Robert Kraft, the billionaire owner of the New England Patriots, could finally get a happy ending to his humiliating prostitution scandal. Florida prosecutors are offering to drop the charges — if Kraft admits that he would've been found guilty at trial. Under the proposed "deferred…
Robert Kraft, the billionaire owner of the New England Patriots, could finally get a happy ending to his humiliating prostitution scandal. Florida prosecutors are offering to drop the charges — if Kraft admits that he would’ve been found guilty at trial.
Under the proposed “deferred prosecution agreement,” Kraft would have to complete 100 hours of mandatory community service, get screened for sexually transmitted diseases, and attend a class on prostitution.
The 24 other men who were also charged with solicitation reportedly received a similar deal, the Wall Street Journal reported.
It’s unclear if Kraft is willing to accept such a deal. However, it’s an expedient way to avoid an embarrassing trial. This is an appealing option, since Kraft was caught on video receiving oral sex and manual stimulation at a Florida massage parlor.
At age 77, Robert Kraft is unlikely to want this scandal to drag out any longer.
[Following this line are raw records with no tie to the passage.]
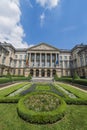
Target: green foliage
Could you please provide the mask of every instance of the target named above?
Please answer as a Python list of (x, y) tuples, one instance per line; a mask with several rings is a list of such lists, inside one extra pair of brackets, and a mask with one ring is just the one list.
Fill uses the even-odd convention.
[(87, 79), (75, 79), (74, 83), (87, 86)]
[(18, 85), (13, 85), (9, 88), (0, 90), (0, 103), (13, 103), (18, 102), (19, 96), (14, 97), (7, 97), (9, 94), (13, 93), (14, 91), (18, 90), (19, 88), (24, 87), (24, 85), (27, 85), (27, 82), (20, 83)]
[(33, 110), (29, 110), (25, 106), (24, 101), (29, 96), (34, 95), (34, 94), (39, 95), (39, 92), (31, 93), (19, 100), (18, 114), (20, 115), (20, 117), (22, 117), (24, 120), (26, 120), (28, 122), (38, 123), (38, 124), (54, 123), (54, 122), (60, 120), (61, 118), (63, 118), (63, 116), (65, 114), (65, 109), (66, 109), (66, 103), (64, 102), (64, 100), (62, 100), (58, 95), (56, 95), (54, 93), (50, 93), (50, 94), (55, 95), (60, 100), (60, 105), (58, 106), (58, 108), (56, 108), (53, 111), (49, 111), (49, 112), (35, 112)]
[(67, 105), (65, 117), (54, 124), (30, 124), (17, 114), (17, 104), (0, 103), (0, 130), (87, 130), (87, 106)]
[(87, 93), (82, 92), (81, 90), (75, 89), (67, 84), (60, 83), (59, 85), (63, 87), (64, 89), (66, 89), (67, 91), (73, 93), (77, 97), (73, 99), (68, 96), (65, 96), (65, 98), (63, 99), (66, 101), (67, 104), (87, 105)]
[(73, 75), (73, 80), (75, 80), (75, 79), (80, 79), (80, 77), (76, 71), (74, 72), (74, 75)]
[(9, 78), (0, 78), (0, 84), (11, 82), (11, 79)]
[(7, 77), (4, 78), (0, 78), (0, 84), (4, 84), (4, 83), (8, 83), (8, 82), (12, 82), (12, 81), (24, 81), (24, 80), (28, 80), (30, 81), (31, 76), (29, 77), (24, 77), (24, 76), (11, 76), (10, 73), (7, 75)]
[(36, 85), (36, 90), (50, 90), (51, 88), (50, 88), (50, 86), (49, 85), (42, 85), (42, 84), (38, 84), (38, 85)]
[(31, 75), (29, 74), (29, 75), (28, 75), (28, 80), (31, 80), (31, 79), (32, 79), (32, 77), (31, 77)]
[(55, 74), (55, 76), (54, 76), (54, 80), (57, 81), (58, 79), (59, 79), (59, 78), (58, 78), (58, 75)]

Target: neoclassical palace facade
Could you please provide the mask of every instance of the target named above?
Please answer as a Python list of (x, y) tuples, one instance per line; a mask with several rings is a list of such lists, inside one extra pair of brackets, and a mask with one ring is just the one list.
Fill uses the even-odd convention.
[(62, 50), (46, 43), (27, 49), (16, 49), (9, 43), (0, 43), (0, 76), (31, 74), (33, 77), (72, 76), (77, 71), (87, 78), (87, 45), (79, 44), (71, 50)]

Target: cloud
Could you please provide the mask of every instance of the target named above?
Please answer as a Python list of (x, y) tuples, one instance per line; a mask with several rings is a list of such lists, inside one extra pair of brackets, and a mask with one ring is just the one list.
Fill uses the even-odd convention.
[(43, 8), (52, 9), (59, 5), (60, 0), (36, 0), (36, 2)]
[(0, 1), (0, 41), (9, 42), (14, 47), (28, 47), (23, 42), (25, 33), (20, 23), (20, 0)]
[(31, 1), (30, 0), (25, 0), (26, 4), (29, 6), (29, 8), (33, 8), (33, 5), (31, 4)]
[(41, 25), (41, 27), (42, 27), (43, 24), (44, 24), (44, 20), (45, 20), (45, 13), (43, 12), (43, 13), (40, 15), (40, 25)]
[(64, 27), (61, 32), (73, 31), (75, 29), (76, 29), (76, 26), (68, 26), (68, 27)]
[(41, 27), (45, 23), (46, 10), (51, 10), (59, 5), (61, 0), (36, 0), (36, 3), (44, 8), (43, 13), (40, 15), (40, 25)]

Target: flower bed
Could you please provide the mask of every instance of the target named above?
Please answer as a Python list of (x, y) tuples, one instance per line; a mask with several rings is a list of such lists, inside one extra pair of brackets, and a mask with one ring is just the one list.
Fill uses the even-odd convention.
[(65, 114), (66, 103), (49, 92), (33, 92), (18, 103), (18, 114), (31, 123), (54, 123)]

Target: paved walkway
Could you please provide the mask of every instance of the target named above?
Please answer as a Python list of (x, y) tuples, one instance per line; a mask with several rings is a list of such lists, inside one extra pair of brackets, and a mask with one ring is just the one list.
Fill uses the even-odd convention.
[(14, 84), (11, 84), (11, 85), (7, 85), (7, 86), (5, 86), (5, 87), (0, 88), (0, 90), (3, 90), (3, 89), (5, 89), (5, 88), (10, 88), (10, 87), (12, 87), (12, 86), (14, 86), (14, 85), (17, 85), (17, 84), (20, 84), (20, 83), (22, 83), (22, 82), (14, 83)]
[(83, 89), (78, 88), (78, 87), (76, 87), (76, 86), (73, 86), (73, 85), (71, 85), (71, 84), (68, 84), (68, 83), (61, 83), (61, 82), (57, 82), (57, 83), (59, 83), (59, 84), (66, 84), (66, 85), (69, 85), (69, 86), (71, 86), (71, 87), (73, 87), (73, 88), (76, 88), (76, 89), (78, 89), (78, 90), (81, 90), (81, 91), (83, 91), (83, 92), (87, 93), (87, 91), (86, 91), (86, 90), (83, 90)]

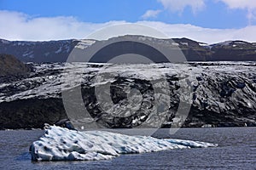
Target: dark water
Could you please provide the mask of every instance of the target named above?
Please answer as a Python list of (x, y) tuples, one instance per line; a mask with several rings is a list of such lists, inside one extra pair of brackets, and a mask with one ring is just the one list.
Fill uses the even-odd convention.
[(217, 143), (217, 148), (122, 155), (110, 161), (32, 162), (29, 145), (43, 131), (0, 131), (0, 169), (256, 169), (256, 128), (183, 128), (154, 137)]

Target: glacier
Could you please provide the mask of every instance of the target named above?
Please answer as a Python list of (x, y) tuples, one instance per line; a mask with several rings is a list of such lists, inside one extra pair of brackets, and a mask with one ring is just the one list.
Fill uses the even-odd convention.
[(121, 154), (155, 152), (173, 149), (216, 147), (200, 141), (131, 136), (108, 131), (70, 130), (49, 126), (30, 146), (32, 161), (99, 161)]

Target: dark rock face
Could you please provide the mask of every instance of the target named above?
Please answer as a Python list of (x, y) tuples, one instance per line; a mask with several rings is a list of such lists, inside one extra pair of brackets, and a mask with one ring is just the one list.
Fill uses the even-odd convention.
[[(126, 36), (134, 39), (135, 42), (140, 37), (139, 36)], [(114, 37), (115, 38), (115, 37)], [(113, 38), (113, 39), (114, 39)], [(118, 38), (118, 37), (116, 37)], [(130, 39), (131, 39), (130, 38)], [(160, 46), (170, 45), (172, 48), (179, 48), (184, 54), (188, 61), (256, 61), (256, 42), (247, 42), (242, 41), (230, 41), (216, 44), (206, 44), (200, 42), (195, 42), (188, 38), (173, 38), (157, 39), (151, 38), (153, 42)], [(24, 62), (65, 62), (74, 47), (78, 48), (86, 48), (91, 44), (97, 43), (97, 41), (93, 40), (60, 40), (50, 42), (22, 42), (22, 41), (7, 41), (0, 39), (0, 54), (9, 54), (16, 56), (20, 60)], [(127, 46), (124, 42), (123, 44), (113, 44), (114, 50), (111, 48), (107, 51), (108, 56), (114, 55), (119, 50), (121, 53), (125, 49), (131, 51), (137, 49), (137, 53), (140, 52), (145, 56), (150, 56), (150, 52), (145, 54), (143, 48), (139, 47), (141, 44), (133, 44)], [(148, 48), (147, 48), (148, 49)], [(106, 62), (104, 56), (106, 53), (102, 54), (102, 60), (96, 60), (94, 62)], [(163, 62), (161, 56), (154, 56), (159, 60), (154, 60), (156, 63)]]
[(43, 128), (67, 118), (61, 99), (28, 99), (0, 103), (0, 129)]
[(0, 54), (15, 55), (24, 62), (64, 62), (77, 40), (24, 42), (0, 40)]
[[(1, 129), (44, 128), (44, 123), (54, 124), (70, 118), (67, 110), (76, 113), (83, 108), (89, 112), (90, 122), (93, 121), (104, 128), (145, 124), (154, 127), (159, 122), (162, 127), (175, 127), (182, 122), (183, 127), (189, 128), (256, 126), (254, 62), (109, 65), (110, 70), (105, 70), (103, 65), (81, 63), (76, 66), (61, 63), (33, 66), (35, 71), (30, 75), (1, 78)], [(75, 74), (67, 84), (63, 75), (73, 68)], [(109, 76), (104, 79), (99, 71)], [(169, 94), (159, 80), (158, 72), (166, 75)], [(77, 76), (81, 74), (82, 86), (76, 91), (73, 87), (80, 83)], [(110, 76), (113, 79), (108, 78)], [(100, 84), (96, 77), (102, 80)], [(107, 83), (110, 89), (101, 85)], [(66, 94), (70, 95), (69, 105), (65, 108), (61, 86), (65, 87)], [(96, 95), (96, 87), (100, 89), (100, 96)], [(183, 87), (190, 87), (191, 95)], [(135, 90), (131, 96), (127, 93), (129, 88)], [(73, 98), (79, 90), (83, 103)], [(112, 107), (108, 99), (104, 100), (103, 94), (110, 96)], [(169, 103), (165, 99), (167, 98)], [(154, 107), (156, 105), (160, 107)], [(179, 107), (189, 111), (188, 116), (177, 114)], [(76, 118), (84, 117), (82, 115)]]
[(24, 75), (29, 73), (31, 68), (9, 54), (0, 54), (0, 76)]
As CCN reported, Kraft was charged with two misdemeanor charges of soliciting prostitution at the Orchids of Asia Day Spa massage parlor in Jupiter, Florida.
The alleged solicitation and sex acts occurred in January 2019. At the time, prosecutors claimed Kraft’s arrest was part of a massive crackdown on human trafficking in Florida. However, no one has been charged with human trafficking.
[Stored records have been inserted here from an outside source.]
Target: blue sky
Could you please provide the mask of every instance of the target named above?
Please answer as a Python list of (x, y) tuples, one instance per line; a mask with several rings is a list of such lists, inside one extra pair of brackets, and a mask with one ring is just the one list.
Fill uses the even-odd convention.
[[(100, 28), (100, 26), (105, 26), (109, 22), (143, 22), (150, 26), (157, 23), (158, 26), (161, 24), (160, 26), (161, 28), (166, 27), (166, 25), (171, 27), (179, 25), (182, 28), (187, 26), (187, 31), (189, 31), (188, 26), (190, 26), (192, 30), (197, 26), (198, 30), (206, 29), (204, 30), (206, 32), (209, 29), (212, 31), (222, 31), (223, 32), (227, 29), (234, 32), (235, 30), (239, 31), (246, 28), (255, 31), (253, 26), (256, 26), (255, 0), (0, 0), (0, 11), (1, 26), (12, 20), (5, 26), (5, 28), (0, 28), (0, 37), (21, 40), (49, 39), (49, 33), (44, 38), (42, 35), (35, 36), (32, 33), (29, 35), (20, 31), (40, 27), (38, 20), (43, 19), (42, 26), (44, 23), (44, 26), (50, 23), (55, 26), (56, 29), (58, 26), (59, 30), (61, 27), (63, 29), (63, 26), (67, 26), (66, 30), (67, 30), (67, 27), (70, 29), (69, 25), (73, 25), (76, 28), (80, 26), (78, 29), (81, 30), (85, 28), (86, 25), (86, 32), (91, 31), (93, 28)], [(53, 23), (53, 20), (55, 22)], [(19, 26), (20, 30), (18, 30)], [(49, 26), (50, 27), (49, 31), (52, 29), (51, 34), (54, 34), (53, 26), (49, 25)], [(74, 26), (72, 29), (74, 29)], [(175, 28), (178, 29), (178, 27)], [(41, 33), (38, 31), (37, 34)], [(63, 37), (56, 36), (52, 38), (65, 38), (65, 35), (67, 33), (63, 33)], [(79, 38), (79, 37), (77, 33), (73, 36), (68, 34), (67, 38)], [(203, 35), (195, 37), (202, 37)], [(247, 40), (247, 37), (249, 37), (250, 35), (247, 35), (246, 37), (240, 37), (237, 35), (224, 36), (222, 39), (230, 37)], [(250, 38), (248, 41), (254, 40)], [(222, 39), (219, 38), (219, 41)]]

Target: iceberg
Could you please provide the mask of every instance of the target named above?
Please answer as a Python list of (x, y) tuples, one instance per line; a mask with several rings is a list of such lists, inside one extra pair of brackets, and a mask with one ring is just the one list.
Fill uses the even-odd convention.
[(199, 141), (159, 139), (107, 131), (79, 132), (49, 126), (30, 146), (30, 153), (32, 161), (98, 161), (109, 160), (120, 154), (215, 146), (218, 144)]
Palm Beach state attorney Dave Aronberg has come under fire for sensationalizing the arrest. Critics say Aronberg shamelessly trumpeted the sting operation in order to make a name for himself by taking down a billionaire celebrity.
Legal experts also question the heavy-handed tactics of the police and Palm Beach’s ambitious state attorney.
Former federal prosecutor Duncan Levin says the fact that the sting had cameras installed in massage parlors for months proves the operation was not a life-threatening matter for the women who were hypothetically trafficked.
“The police are making the case that this is a major human-trafficking ring, and that’s why it’s so serious.”
“But the fact that they had cameras installed in the locations for so long somewhat undermines the claim that there was an extraordinary danger to the people working in the establishment.”
Authorities say the masseuses were not held against their will and could have walked out anytime. Moreover, there’s no evidence that Robert Kraft knew that the masseuses could theoretically have been trafficking victims.
Last month, Kraft pleaded not guilty to the charges. He will be arraigned on April 24 in Palm Beach County Court, although he won’t be required to attend.
Kraft’s legal problems are small potatoes compared to the punishment he could face from the National Football League. Under the NFL’s personal conduct policy, team owners, players, and other employees are required to “refrain from conduct detrimental to the integrity of, and public confidence in, the NFL.”
The NFL released a statement in February, where it underscored that its conduct policy applies to everyone:
“Our Personal Conduct Policy applies equally to everyone in the NFL. We will take appropriate action as warranted based on the facts.”
The NFL has previously disciplined players who were never prosecuted. Experts say Kraft’s biggest headache will come from NFL management.
Kraft’s arrest has revived the question of whether prostitution should be legalized in the United States. Sex workers say prostitution should be decriminalized, and the stigma surrounding their work be lifted.
Nevada is the only U.S. state where prostitution is legal. However, statistics show that paid sex work occurs in every state.